With polls showing the Republicans on the rebound, and with conservatives driving to win state governorships this fall and cut Democratic majorities in Congress in next year’s midterm elections, the stakes of the health care fight just got higher. If Obama can’t win a little something in the health insurance battle, he’ll be portrayed as a flop by the GOP in the midst of an election season. But if he wins even a token victory, right-wing attack dogs can pick apart the details of the final plan—or simply paint him as a socialist with a secret plan to “kill Granny” by rationing health care. Tuesday’s Washington Times lays out the opportunity for Republicans:
“It would be hard to envision a political landscape as tilted against Republicans as it was in 2006 and 2008. There is now a body of polling data to suggest that the generic congressional ballot has closed. In the NBC/Wall Street Journal, Democrats have a seven-point advantage, the smallest it’s been since April of 2006,” said Jennifer Duffy, senior elections analyst at the Cook Political Report.
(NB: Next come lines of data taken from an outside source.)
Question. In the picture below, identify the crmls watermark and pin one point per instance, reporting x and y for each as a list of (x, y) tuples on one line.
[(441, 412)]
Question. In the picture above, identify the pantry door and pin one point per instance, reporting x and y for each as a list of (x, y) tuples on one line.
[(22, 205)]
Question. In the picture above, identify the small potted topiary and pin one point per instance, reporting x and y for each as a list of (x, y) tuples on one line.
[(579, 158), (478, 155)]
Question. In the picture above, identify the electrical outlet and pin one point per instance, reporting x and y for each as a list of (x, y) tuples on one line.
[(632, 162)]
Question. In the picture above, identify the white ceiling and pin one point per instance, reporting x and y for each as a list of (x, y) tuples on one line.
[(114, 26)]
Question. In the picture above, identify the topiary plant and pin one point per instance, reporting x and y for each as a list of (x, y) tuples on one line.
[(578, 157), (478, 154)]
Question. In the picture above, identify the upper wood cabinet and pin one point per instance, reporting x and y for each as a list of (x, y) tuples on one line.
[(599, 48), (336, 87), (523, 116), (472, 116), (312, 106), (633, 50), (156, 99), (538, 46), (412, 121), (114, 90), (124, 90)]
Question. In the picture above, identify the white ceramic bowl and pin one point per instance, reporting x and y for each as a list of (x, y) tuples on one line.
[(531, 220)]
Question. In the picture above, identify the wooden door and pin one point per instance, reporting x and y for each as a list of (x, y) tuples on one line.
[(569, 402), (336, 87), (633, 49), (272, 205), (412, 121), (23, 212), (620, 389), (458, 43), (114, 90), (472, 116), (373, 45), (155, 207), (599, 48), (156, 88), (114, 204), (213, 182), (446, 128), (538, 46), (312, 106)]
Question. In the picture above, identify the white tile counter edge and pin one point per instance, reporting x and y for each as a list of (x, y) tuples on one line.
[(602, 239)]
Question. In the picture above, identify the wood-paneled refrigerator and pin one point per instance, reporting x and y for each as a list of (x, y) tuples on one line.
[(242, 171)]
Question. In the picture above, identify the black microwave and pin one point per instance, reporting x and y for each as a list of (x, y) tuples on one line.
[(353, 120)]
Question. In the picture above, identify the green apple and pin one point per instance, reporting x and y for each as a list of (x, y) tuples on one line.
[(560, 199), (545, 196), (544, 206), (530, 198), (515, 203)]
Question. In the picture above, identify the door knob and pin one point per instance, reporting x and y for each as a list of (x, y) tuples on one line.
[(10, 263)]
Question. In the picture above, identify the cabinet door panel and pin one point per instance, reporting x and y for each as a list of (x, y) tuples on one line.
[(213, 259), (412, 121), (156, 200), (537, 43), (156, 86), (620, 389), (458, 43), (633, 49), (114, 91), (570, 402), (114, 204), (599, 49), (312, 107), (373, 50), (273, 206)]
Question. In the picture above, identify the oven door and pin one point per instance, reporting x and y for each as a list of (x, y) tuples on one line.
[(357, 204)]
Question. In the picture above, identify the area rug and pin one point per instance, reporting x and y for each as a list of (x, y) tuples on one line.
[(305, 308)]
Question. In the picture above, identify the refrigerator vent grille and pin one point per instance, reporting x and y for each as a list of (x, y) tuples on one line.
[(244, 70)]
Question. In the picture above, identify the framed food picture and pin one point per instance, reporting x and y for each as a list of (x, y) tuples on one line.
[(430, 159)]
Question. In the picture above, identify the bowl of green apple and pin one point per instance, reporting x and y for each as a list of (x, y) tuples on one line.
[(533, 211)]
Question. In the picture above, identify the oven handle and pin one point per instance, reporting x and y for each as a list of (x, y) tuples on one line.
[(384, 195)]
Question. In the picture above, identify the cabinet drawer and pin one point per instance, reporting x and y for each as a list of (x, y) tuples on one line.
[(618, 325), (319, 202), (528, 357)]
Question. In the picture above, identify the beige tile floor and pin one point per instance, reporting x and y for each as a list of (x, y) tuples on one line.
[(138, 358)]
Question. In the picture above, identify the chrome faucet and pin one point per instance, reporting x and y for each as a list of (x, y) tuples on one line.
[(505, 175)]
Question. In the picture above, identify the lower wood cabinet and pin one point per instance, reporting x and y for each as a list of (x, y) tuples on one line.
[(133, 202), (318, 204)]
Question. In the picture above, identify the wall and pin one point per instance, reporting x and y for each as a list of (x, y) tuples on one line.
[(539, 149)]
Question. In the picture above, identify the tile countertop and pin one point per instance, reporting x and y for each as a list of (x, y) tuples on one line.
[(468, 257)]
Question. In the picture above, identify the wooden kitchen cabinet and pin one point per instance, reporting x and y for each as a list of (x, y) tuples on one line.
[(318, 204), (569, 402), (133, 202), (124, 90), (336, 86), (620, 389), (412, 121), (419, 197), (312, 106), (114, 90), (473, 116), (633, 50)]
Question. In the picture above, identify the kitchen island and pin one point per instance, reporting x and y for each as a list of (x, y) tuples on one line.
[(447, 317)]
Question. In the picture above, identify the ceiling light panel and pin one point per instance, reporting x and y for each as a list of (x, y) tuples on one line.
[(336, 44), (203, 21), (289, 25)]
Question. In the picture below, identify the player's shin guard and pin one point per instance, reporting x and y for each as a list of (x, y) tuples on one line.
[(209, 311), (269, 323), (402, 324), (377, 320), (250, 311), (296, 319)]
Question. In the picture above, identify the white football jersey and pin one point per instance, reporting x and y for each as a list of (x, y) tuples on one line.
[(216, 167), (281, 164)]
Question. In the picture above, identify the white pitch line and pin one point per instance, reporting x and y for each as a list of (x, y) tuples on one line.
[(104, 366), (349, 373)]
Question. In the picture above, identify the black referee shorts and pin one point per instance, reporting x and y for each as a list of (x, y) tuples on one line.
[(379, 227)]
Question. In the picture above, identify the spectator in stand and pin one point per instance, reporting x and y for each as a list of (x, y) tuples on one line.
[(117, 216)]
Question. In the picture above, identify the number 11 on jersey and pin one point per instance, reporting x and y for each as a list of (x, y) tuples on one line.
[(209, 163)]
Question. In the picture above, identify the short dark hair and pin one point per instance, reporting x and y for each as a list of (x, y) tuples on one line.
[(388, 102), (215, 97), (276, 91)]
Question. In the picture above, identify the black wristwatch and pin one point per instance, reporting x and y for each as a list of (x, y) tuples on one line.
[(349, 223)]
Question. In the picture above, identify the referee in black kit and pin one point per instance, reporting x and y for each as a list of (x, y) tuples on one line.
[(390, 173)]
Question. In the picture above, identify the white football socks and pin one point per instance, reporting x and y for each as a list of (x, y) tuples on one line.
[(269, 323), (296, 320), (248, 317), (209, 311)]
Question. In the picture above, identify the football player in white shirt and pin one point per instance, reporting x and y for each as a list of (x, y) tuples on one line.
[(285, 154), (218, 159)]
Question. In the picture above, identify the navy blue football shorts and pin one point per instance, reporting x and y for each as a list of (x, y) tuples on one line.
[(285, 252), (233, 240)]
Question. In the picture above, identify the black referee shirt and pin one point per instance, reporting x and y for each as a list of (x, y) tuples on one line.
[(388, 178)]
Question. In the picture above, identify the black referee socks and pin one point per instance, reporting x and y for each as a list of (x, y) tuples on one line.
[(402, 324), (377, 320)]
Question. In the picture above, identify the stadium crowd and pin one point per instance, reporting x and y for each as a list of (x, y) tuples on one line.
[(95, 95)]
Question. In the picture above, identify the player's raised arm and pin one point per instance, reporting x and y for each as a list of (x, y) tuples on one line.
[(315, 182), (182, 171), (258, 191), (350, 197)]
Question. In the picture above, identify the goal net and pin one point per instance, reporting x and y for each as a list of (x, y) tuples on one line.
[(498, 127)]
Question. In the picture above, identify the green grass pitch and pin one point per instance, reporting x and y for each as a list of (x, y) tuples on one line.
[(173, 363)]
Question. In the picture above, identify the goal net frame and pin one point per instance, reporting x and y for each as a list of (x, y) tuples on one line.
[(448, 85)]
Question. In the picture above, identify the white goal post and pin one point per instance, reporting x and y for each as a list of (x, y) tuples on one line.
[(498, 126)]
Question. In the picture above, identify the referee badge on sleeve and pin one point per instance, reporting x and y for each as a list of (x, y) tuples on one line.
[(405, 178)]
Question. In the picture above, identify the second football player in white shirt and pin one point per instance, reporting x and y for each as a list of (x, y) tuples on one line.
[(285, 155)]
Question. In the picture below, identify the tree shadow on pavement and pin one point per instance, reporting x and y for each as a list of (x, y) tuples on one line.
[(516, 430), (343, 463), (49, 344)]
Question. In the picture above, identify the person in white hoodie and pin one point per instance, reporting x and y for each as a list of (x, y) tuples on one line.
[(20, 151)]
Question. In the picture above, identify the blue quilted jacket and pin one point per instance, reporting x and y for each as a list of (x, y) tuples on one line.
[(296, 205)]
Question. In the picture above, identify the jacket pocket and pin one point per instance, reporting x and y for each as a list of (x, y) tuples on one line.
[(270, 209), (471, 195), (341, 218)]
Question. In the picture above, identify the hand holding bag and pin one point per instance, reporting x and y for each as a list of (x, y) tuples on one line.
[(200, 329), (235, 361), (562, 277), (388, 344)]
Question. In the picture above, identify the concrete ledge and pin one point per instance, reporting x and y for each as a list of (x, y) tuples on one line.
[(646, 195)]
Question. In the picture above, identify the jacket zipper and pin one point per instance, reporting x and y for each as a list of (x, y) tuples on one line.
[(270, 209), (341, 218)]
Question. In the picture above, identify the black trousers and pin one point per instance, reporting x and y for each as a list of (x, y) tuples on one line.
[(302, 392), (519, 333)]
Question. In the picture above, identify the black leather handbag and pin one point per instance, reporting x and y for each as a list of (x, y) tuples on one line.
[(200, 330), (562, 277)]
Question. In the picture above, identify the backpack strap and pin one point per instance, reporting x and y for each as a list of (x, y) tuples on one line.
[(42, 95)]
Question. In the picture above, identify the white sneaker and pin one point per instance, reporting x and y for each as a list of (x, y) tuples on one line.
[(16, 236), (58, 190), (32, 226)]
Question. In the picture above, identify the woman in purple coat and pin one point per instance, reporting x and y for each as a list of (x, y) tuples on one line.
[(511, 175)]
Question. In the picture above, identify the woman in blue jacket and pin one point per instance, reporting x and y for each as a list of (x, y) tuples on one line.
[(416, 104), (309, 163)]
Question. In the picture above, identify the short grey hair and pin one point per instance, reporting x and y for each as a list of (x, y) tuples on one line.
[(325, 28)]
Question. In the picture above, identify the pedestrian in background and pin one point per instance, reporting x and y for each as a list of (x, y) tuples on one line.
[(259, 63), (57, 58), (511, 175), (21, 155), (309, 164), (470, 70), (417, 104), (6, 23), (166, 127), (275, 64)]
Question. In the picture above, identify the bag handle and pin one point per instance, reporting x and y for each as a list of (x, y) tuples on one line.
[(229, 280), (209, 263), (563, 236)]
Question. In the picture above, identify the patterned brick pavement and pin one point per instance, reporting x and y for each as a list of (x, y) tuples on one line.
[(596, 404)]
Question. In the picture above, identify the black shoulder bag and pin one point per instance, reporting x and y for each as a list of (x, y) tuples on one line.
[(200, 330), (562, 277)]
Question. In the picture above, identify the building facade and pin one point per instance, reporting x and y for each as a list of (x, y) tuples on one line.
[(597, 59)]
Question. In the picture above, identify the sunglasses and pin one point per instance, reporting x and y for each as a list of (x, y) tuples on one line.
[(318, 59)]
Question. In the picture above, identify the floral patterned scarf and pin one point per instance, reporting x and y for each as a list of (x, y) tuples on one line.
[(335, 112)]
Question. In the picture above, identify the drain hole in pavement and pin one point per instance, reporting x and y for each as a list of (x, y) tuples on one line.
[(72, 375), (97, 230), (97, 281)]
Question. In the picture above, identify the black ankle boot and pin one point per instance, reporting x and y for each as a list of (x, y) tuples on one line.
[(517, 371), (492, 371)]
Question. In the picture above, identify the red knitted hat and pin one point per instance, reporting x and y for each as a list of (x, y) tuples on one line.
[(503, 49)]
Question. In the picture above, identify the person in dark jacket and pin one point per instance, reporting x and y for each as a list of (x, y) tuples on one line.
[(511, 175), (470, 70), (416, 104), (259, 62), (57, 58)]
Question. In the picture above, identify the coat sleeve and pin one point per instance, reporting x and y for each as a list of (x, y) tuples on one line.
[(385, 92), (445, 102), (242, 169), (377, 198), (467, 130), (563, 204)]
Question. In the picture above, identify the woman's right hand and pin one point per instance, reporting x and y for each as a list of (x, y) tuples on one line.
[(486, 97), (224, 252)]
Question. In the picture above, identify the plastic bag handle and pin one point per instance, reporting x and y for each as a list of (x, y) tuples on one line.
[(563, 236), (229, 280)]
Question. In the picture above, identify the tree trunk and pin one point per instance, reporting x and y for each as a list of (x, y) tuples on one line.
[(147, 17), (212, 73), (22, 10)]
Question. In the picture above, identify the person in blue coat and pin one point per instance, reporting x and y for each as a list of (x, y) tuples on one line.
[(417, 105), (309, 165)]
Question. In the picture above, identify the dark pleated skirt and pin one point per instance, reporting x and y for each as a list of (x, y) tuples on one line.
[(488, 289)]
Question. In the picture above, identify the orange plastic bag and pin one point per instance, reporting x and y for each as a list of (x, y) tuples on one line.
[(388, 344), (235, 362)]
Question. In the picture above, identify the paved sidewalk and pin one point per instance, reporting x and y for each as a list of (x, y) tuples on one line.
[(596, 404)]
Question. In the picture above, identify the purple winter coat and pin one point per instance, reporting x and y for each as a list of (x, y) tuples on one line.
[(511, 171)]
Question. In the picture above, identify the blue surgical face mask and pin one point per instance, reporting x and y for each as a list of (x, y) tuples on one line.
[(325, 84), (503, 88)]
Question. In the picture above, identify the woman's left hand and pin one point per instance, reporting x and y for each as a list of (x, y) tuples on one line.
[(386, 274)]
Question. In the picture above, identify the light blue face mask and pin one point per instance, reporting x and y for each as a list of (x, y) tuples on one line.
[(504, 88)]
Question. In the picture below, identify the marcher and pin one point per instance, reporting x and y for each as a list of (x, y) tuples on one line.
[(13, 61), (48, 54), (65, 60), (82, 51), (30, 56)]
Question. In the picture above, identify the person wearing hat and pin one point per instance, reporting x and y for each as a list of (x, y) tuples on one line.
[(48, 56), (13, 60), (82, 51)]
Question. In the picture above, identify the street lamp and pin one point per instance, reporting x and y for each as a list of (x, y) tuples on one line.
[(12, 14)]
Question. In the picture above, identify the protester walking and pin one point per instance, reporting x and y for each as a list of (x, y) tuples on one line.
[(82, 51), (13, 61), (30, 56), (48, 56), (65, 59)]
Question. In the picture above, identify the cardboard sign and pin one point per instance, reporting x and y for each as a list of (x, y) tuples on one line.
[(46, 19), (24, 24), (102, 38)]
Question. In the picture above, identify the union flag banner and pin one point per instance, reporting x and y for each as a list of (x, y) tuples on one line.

In particular, the GOP is looking for gains in the Connecticut Democratic Senate race, where incumbent Christopher Dodd, long under attack as a shill for the finance industry and now facing prostate surgery, finds himself tied or trailing GOP challengers.
In Pennsylvania, the GOP hopes voters are taking a more skeptical look at Arlen Specter since he switched to the Democratic Party—taking heart in a recent Quinnipiac University poll that “showed that he is in a dead heat with former Rep. Pat Toomey, the expected Republican nominee.’’
The Washington Times goes on to cite data from Gallup, which said last week, “at this early stage, 2010 does not look like it is shaping up to be as strong a Democratic year as 2006 was, and that could make it difficult for the party to hold onto the gains it made in the 2006 midterm and 2008 presidential elections.”